No hay duda de que los contratos son documentos tremendamente importantes, ya que permiten conocer detalles de la obra y explicar la presencia de ciertos colores o la representación de temas concretos. Por suerte, en muchas ocasiones el artista tenía relativa libertad para realizar la obra, aunque el tema sí le viniera impuesto. En otros casos, como hemos visto a través de estos dos ejemplos, esa libertad se veía limitada a lo que quisiera el cliente que encargaba la obra. No podemos olvidar que el concepto de artista que tenemos hoy en día difiere totalmente del que existía entonces. De hecho, fue durante el Renacimiento que los artistas empezaron a reclamar un lugar en la sociedad más allá de la consideración de artesanos que habían tenido hasta entonces.
NOTAS DEL TEXTO
[1] WARBURG, Aby: “El arte del retrato y la burguesía florentina”, en WARBURG, Aby: El renacimiento del paganismo. Madrid, Alianza Editorial, 2005, p. 149.
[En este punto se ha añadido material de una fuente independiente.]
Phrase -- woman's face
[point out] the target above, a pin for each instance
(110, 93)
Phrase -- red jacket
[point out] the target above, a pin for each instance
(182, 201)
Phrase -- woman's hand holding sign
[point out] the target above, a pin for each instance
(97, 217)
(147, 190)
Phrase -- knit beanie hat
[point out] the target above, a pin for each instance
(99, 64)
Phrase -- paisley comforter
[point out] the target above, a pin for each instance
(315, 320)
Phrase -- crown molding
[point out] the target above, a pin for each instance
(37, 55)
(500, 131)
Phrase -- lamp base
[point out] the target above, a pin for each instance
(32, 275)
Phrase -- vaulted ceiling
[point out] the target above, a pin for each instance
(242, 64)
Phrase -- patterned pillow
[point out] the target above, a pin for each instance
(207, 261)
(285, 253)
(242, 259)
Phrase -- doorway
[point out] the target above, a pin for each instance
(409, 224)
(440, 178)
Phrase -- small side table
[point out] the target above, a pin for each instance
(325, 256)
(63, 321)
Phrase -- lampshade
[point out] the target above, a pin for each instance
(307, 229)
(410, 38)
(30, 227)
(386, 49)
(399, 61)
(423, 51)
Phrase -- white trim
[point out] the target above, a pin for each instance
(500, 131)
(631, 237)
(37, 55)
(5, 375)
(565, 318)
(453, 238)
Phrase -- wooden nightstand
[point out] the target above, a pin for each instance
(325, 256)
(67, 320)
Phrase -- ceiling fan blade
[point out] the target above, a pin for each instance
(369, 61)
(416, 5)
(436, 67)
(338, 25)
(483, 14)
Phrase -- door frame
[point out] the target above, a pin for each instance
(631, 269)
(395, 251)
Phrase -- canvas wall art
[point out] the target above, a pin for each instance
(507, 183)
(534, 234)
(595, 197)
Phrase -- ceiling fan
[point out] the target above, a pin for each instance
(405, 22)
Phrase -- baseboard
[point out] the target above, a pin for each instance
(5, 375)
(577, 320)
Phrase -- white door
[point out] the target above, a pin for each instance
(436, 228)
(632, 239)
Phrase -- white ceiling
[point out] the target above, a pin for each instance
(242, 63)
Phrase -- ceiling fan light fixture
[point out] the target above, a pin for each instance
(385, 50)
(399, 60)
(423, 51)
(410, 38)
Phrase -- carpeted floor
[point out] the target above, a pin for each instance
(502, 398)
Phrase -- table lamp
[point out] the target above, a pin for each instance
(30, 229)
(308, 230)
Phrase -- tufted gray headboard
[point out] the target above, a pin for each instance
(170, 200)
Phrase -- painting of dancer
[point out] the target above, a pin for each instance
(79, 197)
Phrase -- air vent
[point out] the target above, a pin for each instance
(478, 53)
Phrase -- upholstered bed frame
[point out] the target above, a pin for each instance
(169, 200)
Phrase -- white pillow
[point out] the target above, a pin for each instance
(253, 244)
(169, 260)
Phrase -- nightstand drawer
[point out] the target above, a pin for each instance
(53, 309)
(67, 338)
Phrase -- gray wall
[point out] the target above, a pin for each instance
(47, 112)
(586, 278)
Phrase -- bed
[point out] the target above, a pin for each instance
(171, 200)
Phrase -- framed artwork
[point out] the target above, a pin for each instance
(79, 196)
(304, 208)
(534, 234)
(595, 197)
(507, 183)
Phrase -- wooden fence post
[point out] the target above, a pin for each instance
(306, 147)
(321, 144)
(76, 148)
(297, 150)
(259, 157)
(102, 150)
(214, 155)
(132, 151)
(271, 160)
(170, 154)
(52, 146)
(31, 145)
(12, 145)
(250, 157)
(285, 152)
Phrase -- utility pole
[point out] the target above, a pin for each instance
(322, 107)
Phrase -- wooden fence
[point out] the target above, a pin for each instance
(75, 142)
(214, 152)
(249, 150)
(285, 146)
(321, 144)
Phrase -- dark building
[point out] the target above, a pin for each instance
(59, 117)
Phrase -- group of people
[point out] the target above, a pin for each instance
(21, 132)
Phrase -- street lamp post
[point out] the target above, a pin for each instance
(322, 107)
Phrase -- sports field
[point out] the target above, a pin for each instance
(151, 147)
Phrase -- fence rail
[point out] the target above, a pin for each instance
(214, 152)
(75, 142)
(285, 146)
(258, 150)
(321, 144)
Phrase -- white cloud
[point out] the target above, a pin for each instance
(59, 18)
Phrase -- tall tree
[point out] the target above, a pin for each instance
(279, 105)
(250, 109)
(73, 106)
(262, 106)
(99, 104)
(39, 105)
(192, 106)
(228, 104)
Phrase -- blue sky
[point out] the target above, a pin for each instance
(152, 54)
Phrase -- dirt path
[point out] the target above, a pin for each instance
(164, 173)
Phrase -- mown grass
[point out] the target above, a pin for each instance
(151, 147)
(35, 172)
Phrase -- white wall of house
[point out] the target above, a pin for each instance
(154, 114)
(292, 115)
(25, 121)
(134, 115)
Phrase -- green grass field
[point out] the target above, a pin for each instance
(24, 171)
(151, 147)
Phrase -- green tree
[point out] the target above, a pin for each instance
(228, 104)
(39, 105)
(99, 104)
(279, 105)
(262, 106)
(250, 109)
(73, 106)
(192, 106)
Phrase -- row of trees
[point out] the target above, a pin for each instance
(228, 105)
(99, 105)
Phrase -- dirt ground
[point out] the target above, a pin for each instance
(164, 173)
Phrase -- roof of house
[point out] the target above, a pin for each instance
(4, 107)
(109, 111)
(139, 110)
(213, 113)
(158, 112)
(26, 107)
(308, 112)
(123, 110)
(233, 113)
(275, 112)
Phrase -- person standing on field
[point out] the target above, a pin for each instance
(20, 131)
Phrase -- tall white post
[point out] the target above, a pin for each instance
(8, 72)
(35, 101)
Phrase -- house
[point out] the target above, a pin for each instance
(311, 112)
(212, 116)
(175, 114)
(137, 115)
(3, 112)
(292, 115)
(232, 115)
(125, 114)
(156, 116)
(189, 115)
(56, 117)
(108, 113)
[2] GOMBRICH, Ernst: “El mecenazgo de los primeros Medicis”, en GOMBRICH, Ernst: Norma y forma. Estudios sobre el Renacimiento, 1. Madrid, Debate, 1999, p. 40.
[3] GOLDBERG, Edward: After Vasari, Art and Patronage in Late Medici Florence, Princeton, Princeton University Press, 1988, p. 4.
[4] WACKERNAGEL, Martin: El medio artístico en la Florencia del Renacimiento. Madrid, Akal, 1997, p. 8.
[5] BAXANDALL, Michael: Pintura y vida cotidiana en el Renacimiento. Barcelona, Gustavo Gili, 1978, pp. 20-21.
[6] O’MALLEY, Michelle: The Business of Art: Contracts and Payment Documents for Fourteenth and Fifteenth-Century Italian Altarpieces and Frescoes, New Haven, Yale University Press, 2005, p. 50.
[7] Ibidem, p. 68.
[8] 1 lira equivalía a 20 soldi, y el valor medio del florín era de 101,5 soldi entre 1434 y 1471. El salario medio de un trabajador no cualificado era de 10 soldi al día. GOLDTHWAITE, Richard: The Building of Renaissance Florence. An Economic and Social History. Baltimore, The John Hopkins University Press, 1982, pp.429-30.
[9] BAXANDALL, Michael: op. cit., p.36.
[10] MILANESI, Gaetano: Le lettere di Michelangelo Buonarroti. Florencia, Le Monier, 1875, pp. 671-72.